FRANKFURT (Reuters) - Germany’s Merck KGaA has suffered a setback in the development of key cancer immunotherapy Bavencio, it having failed in a trial to prolong lives in gastric cancer patients when compared with standard chemotherapy.
Bavencio, or avelumab, which Merck is jointly developing with Pfizer, did not meet the primary goal of prolonging overall survival in patients whose cancer had returned or spread despite two prior treatment rounds, the two companies said in a statement on Tuesday.
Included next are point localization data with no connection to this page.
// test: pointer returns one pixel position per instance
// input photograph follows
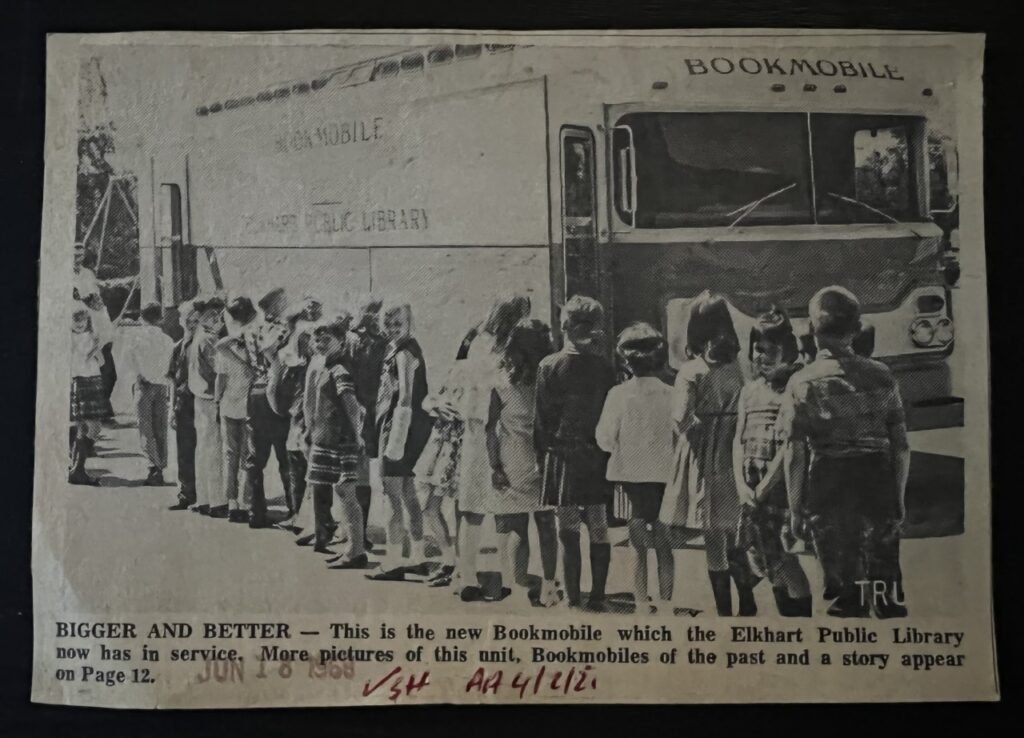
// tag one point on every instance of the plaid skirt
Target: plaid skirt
(566, 484)
(88, 399)
(331, 466)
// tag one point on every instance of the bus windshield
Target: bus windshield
(724, 169)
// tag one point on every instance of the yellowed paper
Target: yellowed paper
(306, 264)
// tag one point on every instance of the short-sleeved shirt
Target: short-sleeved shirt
(326, 417)
(843, 404)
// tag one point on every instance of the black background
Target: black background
(24, 26)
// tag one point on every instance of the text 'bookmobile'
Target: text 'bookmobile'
(640, 176)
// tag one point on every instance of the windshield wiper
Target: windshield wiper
(745, 210)
(865, 206)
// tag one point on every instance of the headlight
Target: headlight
(943, 331)
(922, 332)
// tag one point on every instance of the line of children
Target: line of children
(520, 432)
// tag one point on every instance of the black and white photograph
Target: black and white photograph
(659, 357)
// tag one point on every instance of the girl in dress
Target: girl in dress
(636, 429)
(483, 350)
(515, 492)
(437, 469)
(402, 427)
(701, 493)
(757, 457)
(89, 402)
(333, 418)
(571, 386)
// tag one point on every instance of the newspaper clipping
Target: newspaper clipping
(406, 367)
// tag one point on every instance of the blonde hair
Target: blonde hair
(402, 308)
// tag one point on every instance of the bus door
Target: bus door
(580, 256)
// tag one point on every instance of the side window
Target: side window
(882, 166)
(579, 213)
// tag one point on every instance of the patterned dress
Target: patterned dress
(89, 400)
(701, 493)
(438, 465)
(570, 392)
(335, 452)
(387, 403)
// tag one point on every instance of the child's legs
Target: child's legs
(89, 430)
(208, 451)
(569, 519)
(513, 531)
(666, 560)
(296, 479)
(400, 492)
(717, 550)
(547, 532)
(597, 523)
(157, 450)
(413, 509)
(470, 532)
(323, 520)
(144, 420)
(641, 540)
(395, 524)
(434, 526)
(600, 549)
(353, 518)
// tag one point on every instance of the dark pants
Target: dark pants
(324, 522)
(296, 480)
(266, 430)
(853, 508)
(184, 434)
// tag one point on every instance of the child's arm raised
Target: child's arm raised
(900, 449)
(684, 400)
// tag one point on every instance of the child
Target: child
(286, 383)
(202, 378)
(636, 429)
(483, 350)
(571, 387)
(701, 493)
(235, 376)
(402, 427)
(333, 418)
(847, 461)
(89, 404)
(183, 415)
(146, 356)
(267, 430)
(368, 361)
(515, 492)
(757, 459)
(437, 469)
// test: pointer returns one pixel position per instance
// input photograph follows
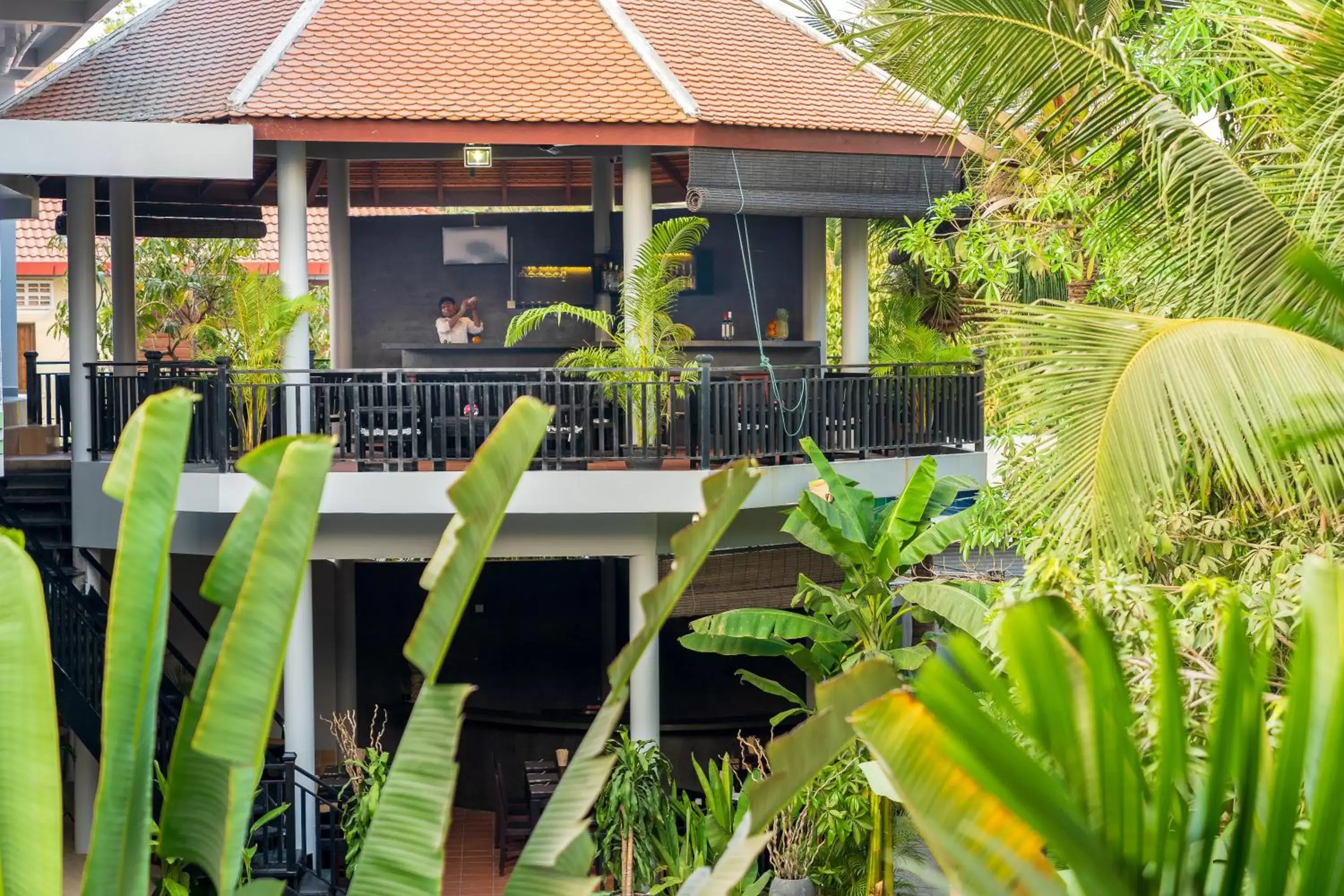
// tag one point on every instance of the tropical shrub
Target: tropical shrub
(865, 617)
(642, 340)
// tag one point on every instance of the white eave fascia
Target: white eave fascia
(964, 136)
(92, 52)
(275, 53)
(651, 58)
Bavencio this year won regulatory approvals against a rare and aggressive type of skin cancer and against bladder cancer. First trial results in lung cancer, its largest commercial opportunity, are not expected before next year.
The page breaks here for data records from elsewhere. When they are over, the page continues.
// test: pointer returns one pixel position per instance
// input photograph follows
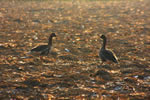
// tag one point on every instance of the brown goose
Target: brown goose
(44, 49)
(106, 55)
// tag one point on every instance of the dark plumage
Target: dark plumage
(106, 54)
(44, 49)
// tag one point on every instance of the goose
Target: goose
(106, 55)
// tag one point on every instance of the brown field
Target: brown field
(73, 69)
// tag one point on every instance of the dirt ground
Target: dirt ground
(73, 69)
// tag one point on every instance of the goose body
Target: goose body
(105, 54)
(44, 49)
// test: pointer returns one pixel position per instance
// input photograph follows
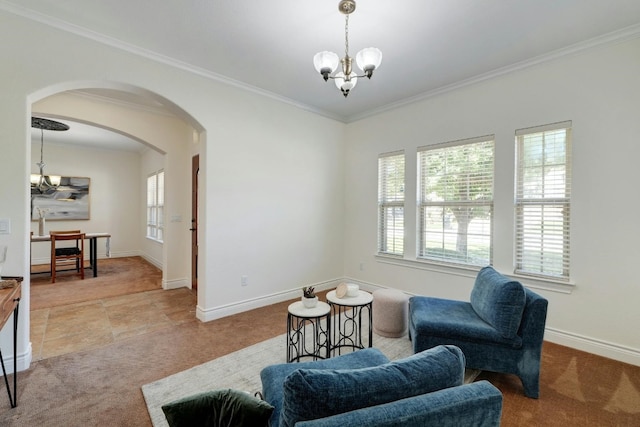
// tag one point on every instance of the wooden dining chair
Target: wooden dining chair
(64, 255)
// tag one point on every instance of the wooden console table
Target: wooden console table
(10, 303)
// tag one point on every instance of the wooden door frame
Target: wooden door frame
(195, 169)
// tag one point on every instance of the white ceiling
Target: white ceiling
(267, 46)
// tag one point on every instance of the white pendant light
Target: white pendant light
(368, 59)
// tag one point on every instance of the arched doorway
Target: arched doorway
(167, 136)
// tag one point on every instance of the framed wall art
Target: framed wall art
(68, 200)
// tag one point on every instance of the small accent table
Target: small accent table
(9, 304)
(347, 315)
(302, 343)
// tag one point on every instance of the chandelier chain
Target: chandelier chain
(346, 35)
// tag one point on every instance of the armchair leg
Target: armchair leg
(531, 384)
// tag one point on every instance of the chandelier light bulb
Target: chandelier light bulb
(345, 85)
(326, 63)
(369, 59)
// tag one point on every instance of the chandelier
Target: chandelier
(43, 182)
(368, 59)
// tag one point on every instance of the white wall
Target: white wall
(271, 175)
(599, 91)
(114, 195)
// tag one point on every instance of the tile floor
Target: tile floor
(92, 324)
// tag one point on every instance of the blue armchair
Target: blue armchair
(501, 329)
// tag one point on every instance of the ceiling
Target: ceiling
(428, 46)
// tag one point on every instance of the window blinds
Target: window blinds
(456, 201)
(391, 203)
(542, 200)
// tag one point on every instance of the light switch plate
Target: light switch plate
(5, 226)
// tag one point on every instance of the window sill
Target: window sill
(471, 272)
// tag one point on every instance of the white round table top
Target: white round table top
(299, 310)
(363, 298)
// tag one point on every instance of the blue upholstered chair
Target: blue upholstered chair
(500, 330)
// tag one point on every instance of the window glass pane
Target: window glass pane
(456, 203)
(391, 204)
(543, 203)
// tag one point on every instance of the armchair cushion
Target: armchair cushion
(499, 301)
(315, 393)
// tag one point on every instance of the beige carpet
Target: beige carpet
(241, 370)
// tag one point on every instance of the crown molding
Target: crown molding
(619, 36)
(153, 56)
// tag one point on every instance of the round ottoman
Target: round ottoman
(390, 312)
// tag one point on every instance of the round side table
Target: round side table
(347, 314)
(308, 342)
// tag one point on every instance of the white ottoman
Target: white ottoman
(390, 312)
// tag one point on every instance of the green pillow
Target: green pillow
(218, 408)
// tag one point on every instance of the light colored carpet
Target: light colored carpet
(241, 370)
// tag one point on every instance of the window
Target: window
(155, 206)
(455, 201)
(542, 200)
(391, 203)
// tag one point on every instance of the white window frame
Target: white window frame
(438, 230)
(543, 202)
(155, 206)
(391, 197)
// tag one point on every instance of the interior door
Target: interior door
(195, 169)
The drug is a late entrant to a fast-growing class of drugs called PD-L1 or PD-1 inhibitors that help the immune system attack cancer by blocking a mechanism tumors use to evade detection.
Rival drugs Keytruda by Merck & Co, Bristol-Myers Squibb’s Opdivo, Roche’s Tecentriq and AstraZeneca’s Imfinzi are seen as having bigger blockbuster potential by analysts.
Shares in Merck KGaA were little changed while Pfizer stock was up 0.4 percent at 1521 GMT.
Evercore ISI analyst Umer Raffat said initial expectations were low because Bavencio/avelumab was tested against chemotherapy and not against an ineffective placebo, as was the benchmark in earlier comparable studies involving rival drugs in the same class.
The study “was a very high risk trial to begin with ... and the fact that it didn’t work doesn’t necessarily imply that avelumab is worse off on efficacy vs Opdivo/Keytruda etc.,” he said in a note.
“We are confident that our broad clinical development program in both monotherapy and combinations across a range of cancers will continue to bring new potential treatment options to patients,” Chris Boshoff, Pfizer’s head of immuno-oncology said in the statement.
Despite the disappointment in the so-called JAVELIN Gastric 300 trial, the two companies will continue to explore Bavencio in the JAVELIN Gastric 100 trial in an earlier treatment setting.